This sort of thing—purposely
losing matches to escape intolerable anxiety—happened dozens of times throughout my school sports career. Not every thrown match was as egregious as the one against Paul (whose name, by the way, I have changed here)—I often tanked matches against players who would likely have beaten me even if I hadn’t suffered an anxious meltdown—but some of them were. My coaches were baffled. How could it be, they wondered, that I could look so skillful in practice and yet so rarely win a significant match?
The exception was tenth grade, when I played for the junior varsity squash team and went undefeated: 17–0 or something. What, you might ask, accounts for that?
Valium.
Squash matches, even squash practices, were making me so miserable that the child psychiatrist I was seeing then, Dr. L., prescribed a small dose of the benzodiazepine. Every day during squash season that year, I took the pill surreptitiously with my peanut butter sandwich at lunch. And I didn’t lose a match. I was still unhappy during squash season: my agoraphobia and separation anxiety made me hate traveling to matches, and my competitive anxieties still made me hate playing in them. But the Valium took enough of the physical edge off my nerves that I could focus on trying to play well instead of on trying to get off the court as quickly as possible. I didn’t feel compelled to lose matches on purpose anymore. Drugs got me into the zone of performance where anxiety is beneficial.

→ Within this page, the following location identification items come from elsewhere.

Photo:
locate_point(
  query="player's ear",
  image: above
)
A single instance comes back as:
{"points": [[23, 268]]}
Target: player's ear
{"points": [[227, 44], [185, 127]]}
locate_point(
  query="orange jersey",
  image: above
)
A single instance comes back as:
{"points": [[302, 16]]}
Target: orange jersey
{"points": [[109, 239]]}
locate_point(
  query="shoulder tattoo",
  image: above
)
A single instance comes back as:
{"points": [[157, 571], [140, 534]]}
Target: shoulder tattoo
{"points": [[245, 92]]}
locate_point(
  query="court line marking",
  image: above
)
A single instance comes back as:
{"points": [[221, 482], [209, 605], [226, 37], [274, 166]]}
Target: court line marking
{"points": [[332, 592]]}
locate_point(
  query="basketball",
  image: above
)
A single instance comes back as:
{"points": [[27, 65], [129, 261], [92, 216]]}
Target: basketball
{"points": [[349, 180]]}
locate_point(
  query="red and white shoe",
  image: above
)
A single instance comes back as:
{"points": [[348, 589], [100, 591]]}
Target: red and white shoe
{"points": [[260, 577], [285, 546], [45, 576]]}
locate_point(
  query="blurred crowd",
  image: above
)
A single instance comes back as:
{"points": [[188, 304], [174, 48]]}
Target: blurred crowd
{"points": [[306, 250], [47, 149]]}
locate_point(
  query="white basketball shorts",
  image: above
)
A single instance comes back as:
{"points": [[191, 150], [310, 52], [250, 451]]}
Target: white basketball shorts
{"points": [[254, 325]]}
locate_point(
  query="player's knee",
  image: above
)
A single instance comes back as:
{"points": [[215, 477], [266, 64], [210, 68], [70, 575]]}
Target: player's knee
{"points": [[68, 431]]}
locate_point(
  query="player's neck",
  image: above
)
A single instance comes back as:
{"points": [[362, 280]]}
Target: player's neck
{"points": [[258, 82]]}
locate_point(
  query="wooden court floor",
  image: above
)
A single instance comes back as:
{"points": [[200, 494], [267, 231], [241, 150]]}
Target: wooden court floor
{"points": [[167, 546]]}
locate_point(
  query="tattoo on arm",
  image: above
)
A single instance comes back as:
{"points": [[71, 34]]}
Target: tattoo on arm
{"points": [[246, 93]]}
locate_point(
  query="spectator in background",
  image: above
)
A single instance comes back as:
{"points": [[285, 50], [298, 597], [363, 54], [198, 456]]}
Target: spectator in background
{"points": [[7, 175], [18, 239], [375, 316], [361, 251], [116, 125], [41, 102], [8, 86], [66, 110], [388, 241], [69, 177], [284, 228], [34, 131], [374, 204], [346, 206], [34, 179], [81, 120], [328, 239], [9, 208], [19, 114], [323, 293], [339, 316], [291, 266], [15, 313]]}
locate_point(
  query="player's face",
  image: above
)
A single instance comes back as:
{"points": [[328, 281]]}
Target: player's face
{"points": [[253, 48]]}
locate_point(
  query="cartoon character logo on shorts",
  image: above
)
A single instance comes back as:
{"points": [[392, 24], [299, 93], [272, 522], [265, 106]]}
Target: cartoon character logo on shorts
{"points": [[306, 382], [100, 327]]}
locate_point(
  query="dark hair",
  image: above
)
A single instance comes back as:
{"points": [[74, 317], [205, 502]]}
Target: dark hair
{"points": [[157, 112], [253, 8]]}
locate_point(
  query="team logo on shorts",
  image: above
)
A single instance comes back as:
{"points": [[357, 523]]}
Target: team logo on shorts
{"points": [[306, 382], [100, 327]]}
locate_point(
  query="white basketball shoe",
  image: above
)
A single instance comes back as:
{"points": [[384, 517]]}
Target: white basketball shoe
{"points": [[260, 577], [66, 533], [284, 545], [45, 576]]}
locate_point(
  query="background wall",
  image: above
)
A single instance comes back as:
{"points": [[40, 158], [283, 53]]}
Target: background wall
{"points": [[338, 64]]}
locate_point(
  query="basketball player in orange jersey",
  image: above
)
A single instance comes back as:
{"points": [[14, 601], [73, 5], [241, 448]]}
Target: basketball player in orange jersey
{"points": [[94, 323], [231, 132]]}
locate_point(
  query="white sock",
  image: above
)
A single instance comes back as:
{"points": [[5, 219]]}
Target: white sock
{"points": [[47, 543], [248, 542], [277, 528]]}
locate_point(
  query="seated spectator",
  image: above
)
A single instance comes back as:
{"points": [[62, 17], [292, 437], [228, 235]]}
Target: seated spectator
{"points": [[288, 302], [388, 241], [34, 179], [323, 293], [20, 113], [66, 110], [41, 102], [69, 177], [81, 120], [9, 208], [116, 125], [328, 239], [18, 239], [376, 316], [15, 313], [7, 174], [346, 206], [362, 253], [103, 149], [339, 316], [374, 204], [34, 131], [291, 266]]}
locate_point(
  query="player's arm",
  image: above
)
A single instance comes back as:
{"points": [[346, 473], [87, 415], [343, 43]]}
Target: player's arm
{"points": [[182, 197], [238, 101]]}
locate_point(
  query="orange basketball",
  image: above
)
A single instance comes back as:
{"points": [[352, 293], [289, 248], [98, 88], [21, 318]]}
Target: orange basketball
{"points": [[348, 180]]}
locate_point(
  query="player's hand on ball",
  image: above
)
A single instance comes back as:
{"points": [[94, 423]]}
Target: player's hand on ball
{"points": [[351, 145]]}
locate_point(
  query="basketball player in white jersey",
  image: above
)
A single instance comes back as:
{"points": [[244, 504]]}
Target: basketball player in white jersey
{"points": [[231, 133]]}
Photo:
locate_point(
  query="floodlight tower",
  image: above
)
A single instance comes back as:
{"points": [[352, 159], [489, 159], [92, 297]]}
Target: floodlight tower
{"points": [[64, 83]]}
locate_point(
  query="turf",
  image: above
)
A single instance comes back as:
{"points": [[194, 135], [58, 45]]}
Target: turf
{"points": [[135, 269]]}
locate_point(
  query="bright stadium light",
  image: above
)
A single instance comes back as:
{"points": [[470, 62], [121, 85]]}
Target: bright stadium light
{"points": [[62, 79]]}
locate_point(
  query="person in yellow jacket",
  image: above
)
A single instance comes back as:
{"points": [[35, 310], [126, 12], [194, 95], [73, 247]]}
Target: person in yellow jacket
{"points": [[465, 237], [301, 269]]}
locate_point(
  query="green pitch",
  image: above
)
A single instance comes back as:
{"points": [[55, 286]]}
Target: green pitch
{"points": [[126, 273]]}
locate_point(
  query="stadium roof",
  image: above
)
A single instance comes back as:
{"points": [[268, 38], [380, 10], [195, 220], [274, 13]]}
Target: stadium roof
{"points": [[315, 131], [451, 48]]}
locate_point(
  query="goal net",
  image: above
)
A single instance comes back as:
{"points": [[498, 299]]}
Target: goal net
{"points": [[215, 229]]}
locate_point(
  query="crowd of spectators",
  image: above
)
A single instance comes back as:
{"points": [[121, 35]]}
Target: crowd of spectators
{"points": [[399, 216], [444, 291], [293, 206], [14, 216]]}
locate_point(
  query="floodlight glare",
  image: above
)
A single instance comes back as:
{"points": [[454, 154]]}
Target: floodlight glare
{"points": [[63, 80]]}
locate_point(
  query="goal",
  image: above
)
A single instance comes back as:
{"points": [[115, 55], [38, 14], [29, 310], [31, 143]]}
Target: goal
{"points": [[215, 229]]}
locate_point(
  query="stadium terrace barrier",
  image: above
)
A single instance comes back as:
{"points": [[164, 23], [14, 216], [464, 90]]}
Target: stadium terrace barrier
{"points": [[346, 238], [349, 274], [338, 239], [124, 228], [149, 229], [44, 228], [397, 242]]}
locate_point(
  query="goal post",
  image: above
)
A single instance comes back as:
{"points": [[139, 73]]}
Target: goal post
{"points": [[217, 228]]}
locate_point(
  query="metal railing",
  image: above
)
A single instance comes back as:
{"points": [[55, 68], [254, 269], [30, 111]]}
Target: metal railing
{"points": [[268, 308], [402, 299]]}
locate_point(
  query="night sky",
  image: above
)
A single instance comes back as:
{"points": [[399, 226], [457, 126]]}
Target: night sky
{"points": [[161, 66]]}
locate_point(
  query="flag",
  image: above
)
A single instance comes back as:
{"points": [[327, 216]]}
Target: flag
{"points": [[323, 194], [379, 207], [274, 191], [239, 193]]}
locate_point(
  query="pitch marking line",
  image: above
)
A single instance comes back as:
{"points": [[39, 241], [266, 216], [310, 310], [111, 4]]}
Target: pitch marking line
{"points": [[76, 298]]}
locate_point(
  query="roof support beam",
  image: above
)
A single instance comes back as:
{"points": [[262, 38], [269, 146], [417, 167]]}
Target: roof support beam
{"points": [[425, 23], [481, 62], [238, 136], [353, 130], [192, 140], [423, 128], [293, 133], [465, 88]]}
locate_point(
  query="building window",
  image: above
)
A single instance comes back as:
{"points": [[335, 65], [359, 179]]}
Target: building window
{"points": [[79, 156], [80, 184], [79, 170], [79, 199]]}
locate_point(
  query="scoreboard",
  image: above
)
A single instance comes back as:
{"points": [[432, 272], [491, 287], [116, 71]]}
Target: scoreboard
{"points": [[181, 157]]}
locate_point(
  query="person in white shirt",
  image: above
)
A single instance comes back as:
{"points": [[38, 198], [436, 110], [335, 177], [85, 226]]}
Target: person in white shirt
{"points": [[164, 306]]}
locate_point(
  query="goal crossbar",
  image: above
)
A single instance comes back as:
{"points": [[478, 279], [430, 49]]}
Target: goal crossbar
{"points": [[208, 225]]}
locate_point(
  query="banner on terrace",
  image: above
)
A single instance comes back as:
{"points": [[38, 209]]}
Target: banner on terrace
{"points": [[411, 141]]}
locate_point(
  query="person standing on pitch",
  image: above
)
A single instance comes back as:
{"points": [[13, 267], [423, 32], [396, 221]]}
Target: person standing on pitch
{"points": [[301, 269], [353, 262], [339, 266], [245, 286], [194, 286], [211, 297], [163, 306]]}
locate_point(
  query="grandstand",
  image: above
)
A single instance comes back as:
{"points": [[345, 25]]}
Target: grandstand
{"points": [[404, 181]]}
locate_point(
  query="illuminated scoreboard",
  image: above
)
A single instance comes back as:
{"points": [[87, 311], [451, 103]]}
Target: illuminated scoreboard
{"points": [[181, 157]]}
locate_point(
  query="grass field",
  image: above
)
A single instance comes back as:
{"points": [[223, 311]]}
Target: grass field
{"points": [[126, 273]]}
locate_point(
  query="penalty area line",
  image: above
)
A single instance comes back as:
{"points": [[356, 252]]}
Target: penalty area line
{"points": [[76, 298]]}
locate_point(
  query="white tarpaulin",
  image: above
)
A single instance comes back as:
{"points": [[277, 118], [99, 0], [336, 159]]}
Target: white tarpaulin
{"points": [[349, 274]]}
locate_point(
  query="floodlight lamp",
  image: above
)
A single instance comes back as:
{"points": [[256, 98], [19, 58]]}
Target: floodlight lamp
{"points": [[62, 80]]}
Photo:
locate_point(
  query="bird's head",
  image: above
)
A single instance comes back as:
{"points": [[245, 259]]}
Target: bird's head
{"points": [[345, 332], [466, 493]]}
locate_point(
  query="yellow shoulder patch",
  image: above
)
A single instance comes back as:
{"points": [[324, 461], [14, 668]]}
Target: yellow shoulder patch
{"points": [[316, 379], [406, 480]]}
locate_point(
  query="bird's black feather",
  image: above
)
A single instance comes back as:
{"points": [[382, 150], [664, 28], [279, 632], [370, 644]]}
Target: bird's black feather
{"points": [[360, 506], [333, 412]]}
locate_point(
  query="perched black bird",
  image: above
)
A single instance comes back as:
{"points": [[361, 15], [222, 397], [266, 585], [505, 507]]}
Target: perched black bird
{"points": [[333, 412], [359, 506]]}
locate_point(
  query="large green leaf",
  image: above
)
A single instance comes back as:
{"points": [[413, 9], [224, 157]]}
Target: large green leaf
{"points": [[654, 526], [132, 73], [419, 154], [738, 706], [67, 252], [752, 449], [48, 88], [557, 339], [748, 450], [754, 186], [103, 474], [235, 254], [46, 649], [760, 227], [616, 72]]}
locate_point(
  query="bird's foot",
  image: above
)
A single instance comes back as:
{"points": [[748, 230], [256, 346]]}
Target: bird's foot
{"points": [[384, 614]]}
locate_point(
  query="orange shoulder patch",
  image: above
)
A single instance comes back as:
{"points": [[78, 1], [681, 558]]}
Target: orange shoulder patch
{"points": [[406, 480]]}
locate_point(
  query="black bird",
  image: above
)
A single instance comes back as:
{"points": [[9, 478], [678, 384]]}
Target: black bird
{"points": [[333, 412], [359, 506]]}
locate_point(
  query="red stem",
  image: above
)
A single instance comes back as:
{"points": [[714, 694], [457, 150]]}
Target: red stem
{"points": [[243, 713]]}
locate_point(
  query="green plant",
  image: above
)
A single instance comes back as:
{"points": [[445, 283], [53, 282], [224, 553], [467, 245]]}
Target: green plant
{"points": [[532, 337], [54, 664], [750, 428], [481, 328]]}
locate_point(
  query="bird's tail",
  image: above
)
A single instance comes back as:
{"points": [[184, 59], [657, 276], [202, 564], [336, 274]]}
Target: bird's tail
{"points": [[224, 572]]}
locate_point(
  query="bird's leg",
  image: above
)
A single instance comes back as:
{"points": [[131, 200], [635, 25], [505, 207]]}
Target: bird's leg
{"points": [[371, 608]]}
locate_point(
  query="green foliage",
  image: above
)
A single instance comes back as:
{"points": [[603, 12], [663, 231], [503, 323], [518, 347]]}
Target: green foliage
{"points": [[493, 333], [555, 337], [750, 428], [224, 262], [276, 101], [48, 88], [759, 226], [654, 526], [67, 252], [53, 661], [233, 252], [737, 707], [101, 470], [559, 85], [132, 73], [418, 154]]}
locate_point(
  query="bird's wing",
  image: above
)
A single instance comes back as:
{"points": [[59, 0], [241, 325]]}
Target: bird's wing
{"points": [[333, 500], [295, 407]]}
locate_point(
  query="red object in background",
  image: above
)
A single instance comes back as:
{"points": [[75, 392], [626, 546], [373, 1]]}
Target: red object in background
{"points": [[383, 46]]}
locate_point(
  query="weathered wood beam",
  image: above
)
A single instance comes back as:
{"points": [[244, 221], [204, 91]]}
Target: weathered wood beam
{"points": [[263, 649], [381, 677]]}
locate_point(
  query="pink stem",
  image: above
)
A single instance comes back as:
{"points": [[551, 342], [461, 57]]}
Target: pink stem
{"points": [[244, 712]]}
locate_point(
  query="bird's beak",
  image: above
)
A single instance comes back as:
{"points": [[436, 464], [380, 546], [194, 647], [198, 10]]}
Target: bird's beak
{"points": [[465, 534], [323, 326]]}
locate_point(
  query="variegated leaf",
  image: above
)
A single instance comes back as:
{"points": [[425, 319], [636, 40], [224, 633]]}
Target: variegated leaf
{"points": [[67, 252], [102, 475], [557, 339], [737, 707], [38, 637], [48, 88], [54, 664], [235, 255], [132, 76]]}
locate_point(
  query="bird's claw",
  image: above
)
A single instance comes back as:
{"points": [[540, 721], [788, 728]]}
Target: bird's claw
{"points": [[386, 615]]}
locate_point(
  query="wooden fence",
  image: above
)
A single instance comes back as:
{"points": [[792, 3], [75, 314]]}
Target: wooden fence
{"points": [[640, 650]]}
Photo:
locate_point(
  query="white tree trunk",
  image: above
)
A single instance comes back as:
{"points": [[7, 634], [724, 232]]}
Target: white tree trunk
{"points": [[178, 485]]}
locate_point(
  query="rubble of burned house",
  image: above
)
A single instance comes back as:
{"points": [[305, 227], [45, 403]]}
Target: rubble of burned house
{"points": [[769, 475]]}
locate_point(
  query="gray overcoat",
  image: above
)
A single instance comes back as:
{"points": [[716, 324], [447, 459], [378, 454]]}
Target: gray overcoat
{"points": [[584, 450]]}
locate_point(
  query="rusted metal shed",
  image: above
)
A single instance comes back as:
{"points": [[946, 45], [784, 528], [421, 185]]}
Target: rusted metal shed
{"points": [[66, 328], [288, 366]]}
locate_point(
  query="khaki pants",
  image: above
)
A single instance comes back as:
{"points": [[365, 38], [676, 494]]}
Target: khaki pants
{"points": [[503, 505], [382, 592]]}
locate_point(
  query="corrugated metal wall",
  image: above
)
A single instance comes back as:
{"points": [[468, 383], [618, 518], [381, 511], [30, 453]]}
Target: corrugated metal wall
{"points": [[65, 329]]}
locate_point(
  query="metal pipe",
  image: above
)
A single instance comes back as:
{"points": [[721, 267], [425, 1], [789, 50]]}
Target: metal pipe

In 1908, two psychologists, Robert M. Yerkes and John Dillingham Dodson, published an article in The Journal of Comparative Neurology and Psychology demonstrating that animals trained to perform a task performed it slightly better if they were made “moderately anxious” beforehand. This led to what has become known as the Yerkes-Dodson law, whose principles have been experimentally demonstrated in both animals and humans many times since then. It’s kind of a Goldilocks law: too little anxiety and you will not perform at your peak, whether on a test or in a squash match; too much anxiety and you will not perform well; but with just the right amount of anxiety—enough to elevate your physiological arousal and to focus your attention intensely on the task, but not so much that you are distracted by how nervous you are—you’ll be more likely to deliver a peak performance. For me, evidently, getting from the too-anxious part of the curve to the optimum-performance part required a small dose of Valium.s
I wish I could say competitive anxiety was merely an adolescent phase. But about ten years ago, I found myself playing in the finals of a squash tournament against my friend Jay, a personable young physician. It was championship night at the squash club, and a couple of dozen people had turned out to watch. We were two just-better-than-average club players; absolutely nothing of significance (no money, hardly a trophy to speak of) was on the line.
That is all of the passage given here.